Het opereren in situaties waar in sprake is van een hoog geweldsspectrum is voorbehouden aan bijvoorbeeld de DSI (Dienst Speciale Interventies). De DSI is een mix van getrainde politieagenten en militairen, afkomstig uit bijzondere defensie-eenheden. Zij zijn gewend te opereren in levensgevaarlijke situaties.

Het was misschien niet Bram zijn bedoeling, maar het artikel heeft een iets te hoog macho gehalte. Daarnaast zet het een beeld neer van een soort brandweer DSI.

Na een bericht op X (Twitter) kwamen er vanuit DSI kringen dan ook de nodige reacties, waarbij men het werk van de QRT waardeerde, maar het artikel en de foto’s wel een beetje over de top vond. Ook uit de eigen gelederen kwam de nodige kritiek. Zoals de bewering in het krantenartikel dat Bram en zijn team naar binnen gaan, zelfs wanneer nog niet alles veilig is. Dit werd meteen ontkracht, want men neemt geen enkel risico. Het is niet de eerste keer dat een pand volgepropt zit met explosieven.

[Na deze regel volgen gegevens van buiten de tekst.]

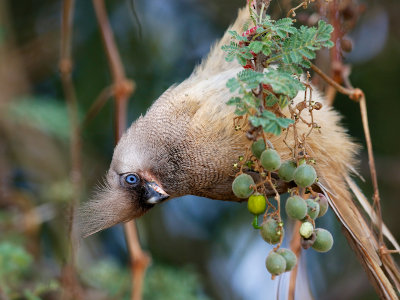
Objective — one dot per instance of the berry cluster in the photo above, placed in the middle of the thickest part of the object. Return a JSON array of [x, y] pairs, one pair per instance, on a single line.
[[305, 208]]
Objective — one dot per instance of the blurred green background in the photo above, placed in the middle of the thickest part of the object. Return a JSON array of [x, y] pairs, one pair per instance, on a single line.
[[201, 249]]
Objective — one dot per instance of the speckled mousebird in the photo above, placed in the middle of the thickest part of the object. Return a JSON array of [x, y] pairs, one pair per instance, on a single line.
[[186, 144]]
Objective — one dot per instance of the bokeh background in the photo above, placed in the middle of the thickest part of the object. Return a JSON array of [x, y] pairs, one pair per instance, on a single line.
[[201, 249]]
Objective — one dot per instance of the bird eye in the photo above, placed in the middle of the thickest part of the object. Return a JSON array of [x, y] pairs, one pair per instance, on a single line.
[[131, 179]]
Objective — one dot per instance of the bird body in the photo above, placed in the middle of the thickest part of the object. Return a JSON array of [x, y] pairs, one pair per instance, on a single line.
[[186, 144]]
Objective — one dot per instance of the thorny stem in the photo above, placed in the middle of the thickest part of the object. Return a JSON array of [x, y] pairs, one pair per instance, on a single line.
[[358, 96], [292, 12], [122, 90], [295, 246], [69, 282]]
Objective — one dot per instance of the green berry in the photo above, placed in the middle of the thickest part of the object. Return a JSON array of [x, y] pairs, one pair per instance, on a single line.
[[256, 204], [289, 257], [271, 232], [323, 204], [304, 175], [241, 186], [258, 147], [323, 241], [275, 263], [270, 160], [306, 229], [312, 208], [296, 207], [286, 170]]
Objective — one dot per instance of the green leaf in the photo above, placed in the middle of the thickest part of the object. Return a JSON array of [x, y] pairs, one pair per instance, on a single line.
[[232, 84], [256, 46], [283, 26], [237, 36], [283, 83], [271, 99]]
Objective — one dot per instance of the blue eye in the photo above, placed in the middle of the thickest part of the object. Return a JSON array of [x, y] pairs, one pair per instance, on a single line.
[[131, 179]]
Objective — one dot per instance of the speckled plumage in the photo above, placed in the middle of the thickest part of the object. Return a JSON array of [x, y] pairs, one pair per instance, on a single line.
[[186, 143]]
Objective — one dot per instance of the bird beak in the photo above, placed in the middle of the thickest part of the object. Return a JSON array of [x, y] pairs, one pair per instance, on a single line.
[[154, 193]]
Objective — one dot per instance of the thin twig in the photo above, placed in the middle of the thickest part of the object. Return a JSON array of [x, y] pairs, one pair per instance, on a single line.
[[296, 248], [71, 287], [371, 161], [358, 95], [123, 88]]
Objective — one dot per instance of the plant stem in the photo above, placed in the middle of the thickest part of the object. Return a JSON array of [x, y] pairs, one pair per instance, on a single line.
[[70, 285], [122, 90]]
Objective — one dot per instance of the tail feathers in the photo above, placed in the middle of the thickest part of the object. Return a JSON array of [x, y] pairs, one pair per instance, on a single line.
[[383, 273], [215, 62]]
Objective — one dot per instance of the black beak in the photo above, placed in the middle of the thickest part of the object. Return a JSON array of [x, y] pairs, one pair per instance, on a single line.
[[154, 193]]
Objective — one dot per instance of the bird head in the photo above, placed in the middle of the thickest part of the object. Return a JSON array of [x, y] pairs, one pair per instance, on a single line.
[[130, 188]]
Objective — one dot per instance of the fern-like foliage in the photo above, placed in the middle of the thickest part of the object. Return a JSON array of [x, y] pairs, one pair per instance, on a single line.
[[286, 52]]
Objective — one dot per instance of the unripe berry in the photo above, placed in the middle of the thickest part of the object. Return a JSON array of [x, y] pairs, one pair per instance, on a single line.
[[306, 229], [286, 170], [256, 204], [275, 263], [296, 207], [304, 175], [270, 160], [241, 186], [289, 257], [258, 147], [312, 208], [323, 241], [271, 232], [323, 204]]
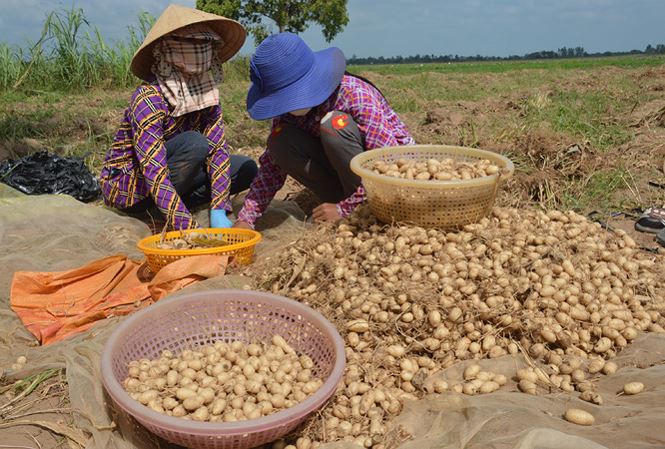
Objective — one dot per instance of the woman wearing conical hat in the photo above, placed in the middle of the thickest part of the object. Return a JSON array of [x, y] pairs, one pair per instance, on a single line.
[[321, 118], [170, 150]]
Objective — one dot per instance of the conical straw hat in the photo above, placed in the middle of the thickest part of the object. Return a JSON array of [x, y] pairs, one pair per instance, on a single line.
[[176, 17]]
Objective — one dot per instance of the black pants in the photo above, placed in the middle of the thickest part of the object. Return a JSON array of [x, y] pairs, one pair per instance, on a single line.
[[186, 154], [321, 164]]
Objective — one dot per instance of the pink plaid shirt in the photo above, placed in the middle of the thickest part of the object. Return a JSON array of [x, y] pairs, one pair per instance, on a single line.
[[378, 123]]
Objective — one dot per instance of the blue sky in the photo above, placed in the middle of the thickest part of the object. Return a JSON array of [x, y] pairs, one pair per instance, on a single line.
[[407, 27]]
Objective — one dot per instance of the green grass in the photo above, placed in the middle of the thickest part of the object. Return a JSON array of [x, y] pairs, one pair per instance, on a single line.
[[70, 54], [598, 193], [510, 66]]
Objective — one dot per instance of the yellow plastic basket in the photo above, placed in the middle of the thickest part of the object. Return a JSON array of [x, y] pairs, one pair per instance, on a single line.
[[240, 247], [439, 204]]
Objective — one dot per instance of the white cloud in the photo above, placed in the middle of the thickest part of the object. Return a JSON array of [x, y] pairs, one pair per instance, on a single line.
[[392, 27]]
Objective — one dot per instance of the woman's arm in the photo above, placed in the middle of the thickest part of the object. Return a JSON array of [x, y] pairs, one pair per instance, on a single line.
[[218, 160], [266, 184]]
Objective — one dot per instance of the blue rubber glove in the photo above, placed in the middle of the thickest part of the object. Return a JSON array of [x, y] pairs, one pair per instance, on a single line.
[[218, 219]]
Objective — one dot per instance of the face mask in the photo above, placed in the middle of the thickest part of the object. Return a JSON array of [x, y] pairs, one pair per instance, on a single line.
[[300, 112]]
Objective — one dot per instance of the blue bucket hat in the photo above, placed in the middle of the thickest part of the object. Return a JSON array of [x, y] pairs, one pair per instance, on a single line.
[[287, 75]]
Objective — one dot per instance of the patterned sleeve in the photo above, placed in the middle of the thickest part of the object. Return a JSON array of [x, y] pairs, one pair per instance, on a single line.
[[266, 184], [218, 160], [148, 111]]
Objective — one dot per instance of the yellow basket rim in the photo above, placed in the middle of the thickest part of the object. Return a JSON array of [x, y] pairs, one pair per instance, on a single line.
[[143, 243], [364, 173]]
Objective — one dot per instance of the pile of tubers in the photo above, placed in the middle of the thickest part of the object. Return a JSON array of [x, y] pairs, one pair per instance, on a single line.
[[434, 169], [223, 382]]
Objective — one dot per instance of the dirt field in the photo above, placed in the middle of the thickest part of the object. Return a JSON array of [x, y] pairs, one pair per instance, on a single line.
[[590, 138]]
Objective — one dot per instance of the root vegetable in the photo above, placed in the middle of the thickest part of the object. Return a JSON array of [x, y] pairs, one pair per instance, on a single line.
[[548, 283], [225, 382], [610, 368], [471, 371], [633, 388], [526, 386], [580, 417]]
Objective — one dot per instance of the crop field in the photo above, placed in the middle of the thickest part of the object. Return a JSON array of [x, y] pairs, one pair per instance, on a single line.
[[553, 303]]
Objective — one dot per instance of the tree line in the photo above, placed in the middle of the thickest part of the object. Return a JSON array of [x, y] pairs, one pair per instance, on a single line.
[[563, 52]]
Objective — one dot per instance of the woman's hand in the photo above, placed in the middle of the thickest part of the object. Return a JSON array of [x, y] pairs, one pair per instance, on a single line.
[[326, 212]]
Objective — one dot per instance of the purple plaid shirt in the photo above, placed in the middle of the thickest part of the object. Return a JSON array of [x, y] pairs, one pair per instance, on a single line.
[[135, 167], [378, 123]]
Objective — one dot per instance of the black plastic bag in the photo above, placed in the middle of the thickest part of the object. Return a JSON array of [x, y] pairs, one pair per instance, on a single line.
[[42, 173]]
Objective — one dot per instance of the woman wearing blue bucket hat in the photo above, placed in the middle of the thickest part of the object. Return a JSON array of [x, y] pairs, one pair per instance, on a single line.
[[322, 117]]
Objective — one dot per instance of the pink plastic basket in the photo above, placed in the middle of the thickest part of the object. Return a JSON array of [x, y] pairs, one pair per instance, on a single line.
[[186, 321]]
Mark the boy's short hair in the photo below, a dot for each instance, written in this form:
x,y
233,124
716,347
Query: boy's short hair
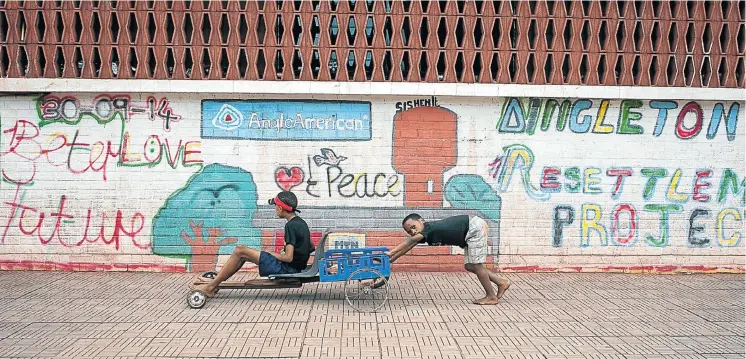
x,y
288,198
413,216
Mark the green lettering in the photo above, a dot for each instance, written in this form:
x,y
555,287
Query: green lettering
x,y
573,174
626,115
654,174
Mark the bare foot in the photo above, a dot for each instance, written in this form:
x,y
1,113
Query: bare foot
x,y
201,280
486,301
502,286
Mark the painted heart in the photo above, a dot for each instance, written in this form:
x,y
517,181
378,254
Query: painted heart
x,y
287,178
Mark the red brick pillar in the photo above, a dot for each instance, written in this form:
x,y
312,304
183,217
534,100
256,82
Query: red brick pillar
x,y
424,148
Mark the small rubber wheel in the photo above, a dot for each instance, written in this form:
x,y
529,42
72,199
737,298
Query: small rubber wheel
x,y
364,296
196,299
380,282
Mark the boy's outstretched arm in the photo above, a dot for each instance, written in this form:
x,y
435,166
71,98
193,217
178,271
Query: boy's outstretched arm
x,y
404,247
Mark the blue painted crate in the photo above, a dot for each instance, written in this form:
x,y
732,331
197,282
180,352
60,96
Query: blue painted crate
x,y
351,259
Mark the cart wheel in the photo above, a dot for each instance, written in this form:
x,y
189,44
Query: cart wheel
x,y
380,282
196,299
366,297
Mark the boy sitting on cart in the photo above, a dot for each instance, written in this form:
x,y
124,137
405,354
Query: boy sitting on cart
x,y
465,231
293,259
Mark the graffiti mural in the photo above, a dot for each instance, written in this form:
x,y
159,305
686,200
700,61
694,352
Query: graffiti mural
x,y
327,177
582,116
286,120
209,216
173,183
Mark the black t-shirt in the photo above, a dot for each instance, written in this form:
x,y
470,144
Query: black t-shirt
x,y
450,231
298,234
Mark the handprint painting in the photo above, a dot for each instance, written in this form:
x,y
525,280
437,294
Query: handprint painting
x,y
208,217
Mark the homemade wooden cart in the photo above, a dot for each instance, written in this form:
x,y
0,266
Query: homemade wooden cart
x,y
365,270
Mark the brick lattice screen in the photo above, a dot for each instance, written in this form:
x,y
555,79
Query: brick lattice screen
x,y
645,43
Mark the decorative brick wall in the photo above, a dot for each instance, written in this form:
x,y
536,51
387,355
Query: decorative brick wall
x,y
172,182
625,43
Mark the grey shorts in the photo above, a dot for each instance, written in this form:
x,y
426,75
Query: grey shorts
x,y
476,241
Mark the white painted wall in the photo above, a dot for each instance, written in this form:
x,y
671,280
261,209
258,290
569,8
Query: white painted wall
x,y
526,223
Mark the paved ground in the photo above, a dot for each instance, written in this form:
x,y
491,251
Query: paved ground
x,y
77,315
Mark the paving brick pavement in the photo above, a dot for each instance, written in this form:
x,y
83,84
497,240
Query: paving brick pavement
x,y
428,315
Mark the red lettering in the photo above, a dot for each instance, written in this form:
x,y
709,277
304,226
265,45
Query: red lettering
x,y
188,152
685,133
172,159
134,227
699,186
549,178
623,207
620,174
152,145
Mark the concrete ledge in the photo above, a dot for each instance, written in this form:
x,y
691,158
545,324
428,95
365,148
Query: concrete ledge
x,y
368,88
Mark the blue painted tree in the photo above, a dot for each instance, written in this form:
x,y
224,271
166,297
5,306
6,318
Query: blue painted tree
x,y
209,216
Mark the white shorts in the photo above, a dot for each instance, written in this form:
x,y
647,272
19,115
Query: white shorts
x,y
476,241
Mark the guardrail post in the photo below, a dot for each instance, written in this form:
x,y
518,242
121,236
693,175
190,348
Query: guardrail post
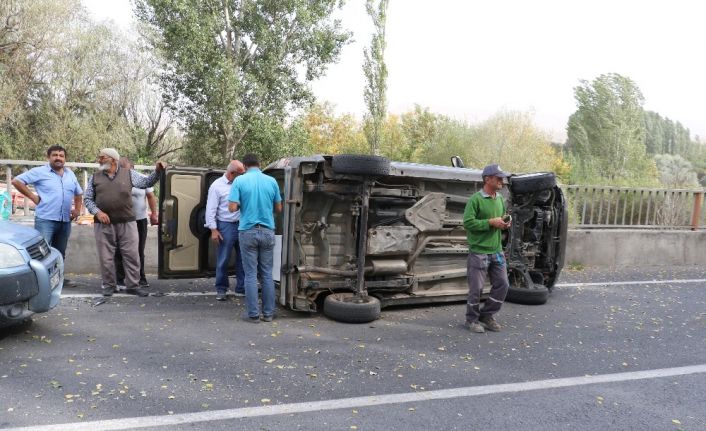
x,y
8,177
696,215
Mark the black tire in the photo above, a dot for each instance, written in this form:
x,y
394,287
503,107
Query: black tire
x,y
530,183
358,164
536,295
343,308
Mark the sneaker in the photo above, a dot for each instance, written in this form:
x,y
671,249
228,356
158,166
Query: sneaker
x,y
247,318
490,323
475,327
136,292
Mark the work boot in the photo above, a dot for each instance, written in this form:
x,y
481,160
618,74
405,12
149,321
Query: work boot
x,y
475,327
490,323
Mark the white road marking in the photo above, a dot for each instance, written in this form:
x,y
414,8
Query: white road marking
x,y
367,401
595,284
631,283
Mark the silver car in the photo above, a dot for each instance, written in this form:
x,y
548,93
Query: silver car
x,y
31,274
359,233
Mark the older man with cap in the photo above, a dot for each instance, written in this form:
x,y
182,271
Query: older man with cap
x,y
484,220
224,230
108,196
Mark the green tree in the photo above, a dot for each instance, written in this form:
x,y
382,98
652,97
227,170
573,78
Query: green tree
x,y
606,134
675,171
234,63
375,71
69,81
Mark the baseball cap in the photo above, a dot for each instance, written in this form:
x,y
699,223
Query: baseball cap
x,y
494,171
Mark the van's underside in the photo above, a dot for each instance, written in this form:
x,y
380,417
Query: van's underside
x,y
416,249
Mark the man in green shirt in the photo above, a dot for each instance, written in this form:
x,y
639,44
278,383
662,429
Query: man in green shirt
x,y
483,220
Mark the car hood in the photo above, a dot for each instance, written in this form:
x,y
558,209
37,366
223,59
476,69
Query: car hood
x,y
16,234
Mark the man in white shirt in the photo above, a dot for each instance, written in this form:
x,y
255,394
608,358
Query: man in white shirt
x,y
224,230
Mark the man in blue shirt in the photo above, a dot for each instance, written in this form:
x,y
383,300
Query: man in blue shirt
x,y
56,187
257,196
224,230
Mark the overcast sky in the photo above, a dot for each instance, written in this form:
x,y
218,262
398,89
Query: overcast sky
x,y
469,59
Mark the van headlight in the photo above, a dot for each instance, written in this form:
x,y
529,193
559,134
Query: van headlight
x,y
10,256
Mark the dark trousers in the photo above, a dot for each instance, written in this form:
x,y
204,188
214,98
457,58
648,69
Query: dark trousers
x,y
141,240
478,266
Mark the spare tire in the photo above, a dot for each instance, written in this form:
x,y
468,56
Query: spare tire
x,y
537,294
345,307
529,183
359,164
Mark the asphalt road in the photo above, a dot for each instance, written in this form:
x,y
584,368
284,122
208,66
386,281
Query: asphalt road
x,y
184,361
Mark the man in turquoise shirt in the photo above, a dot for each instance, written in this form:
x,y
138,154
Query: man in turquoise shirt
x,y
257,197
484,222
56,190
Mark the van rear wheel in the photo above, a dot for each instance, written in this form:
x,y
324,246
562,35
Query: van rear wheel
x,y
347,308
537,294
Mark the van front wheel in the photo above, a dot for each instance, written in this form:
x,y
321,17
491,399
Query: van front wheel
x,y
347,308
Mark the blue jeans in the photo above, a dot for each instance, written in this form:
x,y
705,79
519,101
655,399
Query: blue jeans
x,y
257,246
229,232
55,232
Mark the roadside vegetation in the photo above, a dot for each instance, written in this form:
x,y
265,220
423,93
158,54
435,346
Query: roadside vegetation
x,y
200,85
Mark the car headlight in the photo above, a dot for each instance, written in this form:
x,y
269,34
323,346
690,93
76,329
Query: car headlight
x,y
10,256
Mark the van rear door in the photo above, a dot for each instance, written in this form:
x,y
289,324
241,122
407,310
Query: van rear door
x,y
184,249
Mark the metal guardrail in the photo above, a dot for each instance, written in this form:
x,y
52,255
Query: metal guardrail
x,y
643,208
7,167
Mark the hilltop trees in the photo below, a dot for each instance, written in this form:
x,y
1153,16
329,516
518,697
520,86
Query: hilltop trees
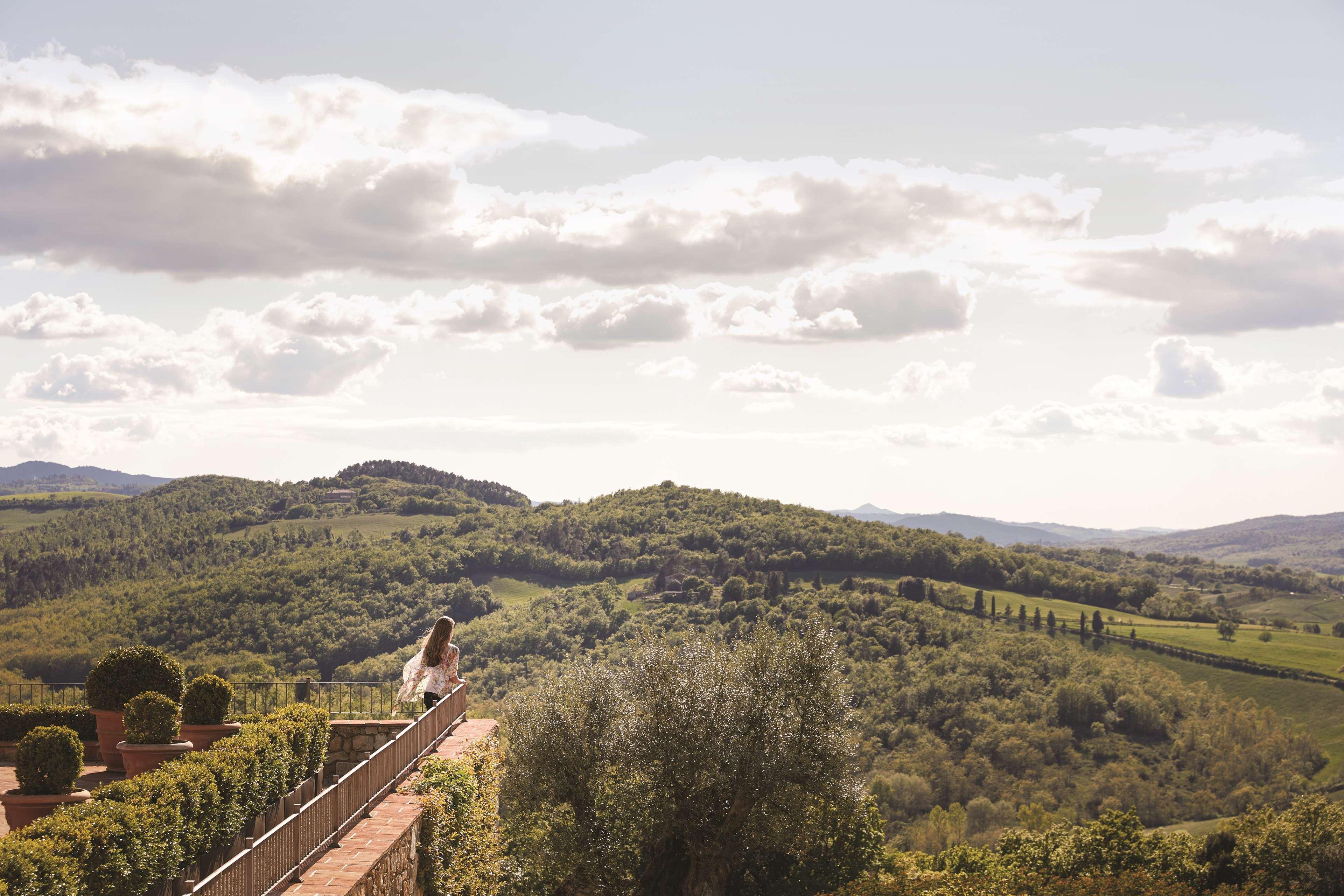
x,y
623,778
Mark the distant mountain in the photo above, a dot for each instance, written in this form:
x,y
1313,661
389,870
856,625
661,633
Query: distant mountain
x,y
1084,534
968,526
998,531
421,475
1312,542
62,477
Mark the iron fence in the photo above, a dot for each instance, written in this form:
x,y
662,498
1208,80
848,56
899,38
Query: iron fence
x,y
273,862
341,699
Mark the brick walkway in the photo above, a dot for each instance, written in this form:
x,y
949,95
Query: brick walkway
x,y
341,871
93,777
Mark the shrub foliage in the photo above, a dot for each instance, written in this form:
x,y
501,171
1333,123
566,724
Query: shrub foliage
x,y
18,719
130,672
136,835
151,719
49,761
206,700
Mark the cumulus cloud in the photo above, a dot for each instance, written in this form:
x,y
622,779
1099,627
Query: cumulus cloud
x,y
61,434
875,300
677,369
43,316
109,377
218,174
915,379
230,354
1229,268
1214,151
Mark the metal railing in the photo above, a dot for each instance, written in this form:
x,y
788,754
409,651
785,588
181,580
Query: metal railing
x,y
341,699
40,695
277,859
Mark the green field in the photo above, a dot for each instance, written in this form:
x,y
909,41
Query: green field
x,y
371,526
13,519
1319,653
62,496
1318,708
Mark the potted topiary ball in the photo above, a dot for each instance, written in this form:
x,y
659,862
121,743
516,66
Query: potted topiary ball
x,y
205,705
151,734
48,763
121,675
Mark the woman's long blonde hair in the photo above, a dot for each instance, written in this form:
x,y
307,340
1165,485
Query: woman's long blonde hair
x,y
437,641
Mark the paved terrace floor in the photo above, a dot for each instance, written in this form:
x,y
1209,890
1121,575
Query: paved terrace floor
x,y
339,871
93,777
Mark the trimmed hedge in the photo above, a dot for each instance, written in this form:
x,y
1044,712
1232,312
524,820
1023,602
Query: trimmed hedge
x,y
206,702
135,835
151,719
18,719
128,672
462,848
49,761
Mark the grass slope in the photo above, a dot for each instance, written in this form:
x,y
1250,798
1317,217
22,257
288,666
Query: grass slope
x,y
1316,708
1289,649
13,519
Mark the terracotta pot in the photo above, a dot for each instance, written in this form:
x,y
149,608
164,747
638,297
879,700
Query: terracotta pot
x,y
202,737
142,758
21,811
111,731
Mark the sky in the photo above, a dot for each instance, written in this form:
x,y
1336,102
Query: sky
x,y
1064,262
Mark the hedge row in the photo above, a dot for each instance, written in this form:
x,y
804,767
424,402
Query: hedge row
x,y
135,835
18,719
462,849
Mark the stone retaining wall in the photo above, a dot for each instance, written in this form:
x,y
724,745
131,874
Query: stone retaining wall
x,y
354,742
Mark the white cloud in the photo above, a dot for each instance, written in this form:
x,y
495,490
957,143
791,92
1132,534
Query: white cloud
x,y
43,316
109,377
1319,417
1211,149
678,369
875,300
326,174
65,436
1227,268
296,128
915,379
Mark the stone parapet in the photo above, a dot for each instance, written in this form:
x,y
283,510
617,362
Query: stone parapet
x,y
354,742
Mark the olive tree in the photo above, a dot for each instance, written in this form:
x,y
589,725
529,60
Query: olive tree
x,y
690,769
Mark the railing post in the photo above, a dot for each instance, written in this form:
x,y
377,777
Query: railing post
x,y
249,870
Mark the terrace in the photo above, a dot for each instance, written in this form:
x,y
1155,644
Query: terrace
x,y
344,830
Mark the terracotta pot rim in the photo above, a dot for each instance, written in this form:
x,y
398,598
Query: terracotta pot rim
x,y
224,726
14,797
176,746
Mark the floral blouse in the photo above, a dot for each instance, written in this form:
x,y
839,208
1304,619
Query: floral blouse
x,y
436,679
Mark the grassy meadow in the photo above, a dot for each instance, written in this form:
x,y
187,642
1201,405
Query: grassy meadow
x,y
14,519
1289,649
1316,708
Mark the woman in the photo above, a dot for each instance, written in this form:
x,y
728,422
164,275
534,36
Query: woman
x,y
436,665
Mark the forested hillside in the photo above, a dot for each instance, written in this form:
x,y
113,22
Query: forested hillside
x,y
1312,542
966,723
952,710
200,566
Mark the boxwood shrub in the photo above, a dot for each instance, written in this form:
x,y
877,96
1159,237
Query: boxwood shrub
x,y
151,719
206,702
49,761
130,672
18,719
135,835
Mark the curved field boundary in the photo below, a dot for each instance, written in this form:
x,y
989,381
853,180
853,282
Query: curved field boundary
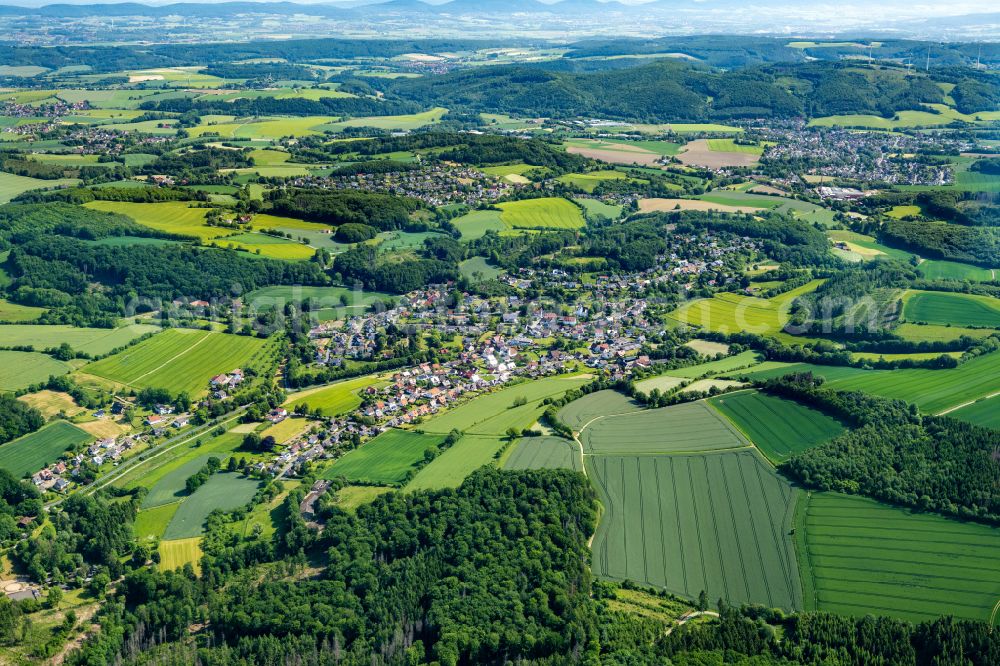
x,y
866,557
685,428
687,523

De vraag is ook: moeten we dat als brandweer willen? Opereren in gevaarlijke situaties waar bijvoorbeeld nog geschoten kan worden? In zulke gevallen neemt de DSI de leiding en bepaalt wat er opvolgend gaat gebeuren. QRT is in die lijn dienend en volgend. Recent heeft de Inspectie van Justitie en Veiligheid zich nog kritisch uitgesproken over de manier waarop veiligheidsregio’s zijn voorbereid op het beperken van de gevolgen van een aanslag en/of andere vormen van grof of extreem geweld. Hoewel men constateerde dat opvolging niet veel verschilde per regio, waren er wel bedenkingen bij de uniformiteit. Daardoor kunnen verschillen ontstaan in de wijze waarop de burger in nood hulp krijgt. Dat moeten we niet willen.

Het is dus ook zaak om binnen de QRT’s te komen tot een eenheid ten aanzien van het handelen. Daarnaast is het ook belangrijk om te bedenken hoe we ons in die keten willen profileren. In dat kader lijkt een bivakmuts iets te veel van het goede. Graag benadrukken we het respect wat er is voor het invullen van deze taak. Maar laten we er geen ‘rambo circus’ van maken.

* Bram is vanwege veiligheidsredenen een gefingeerde naam.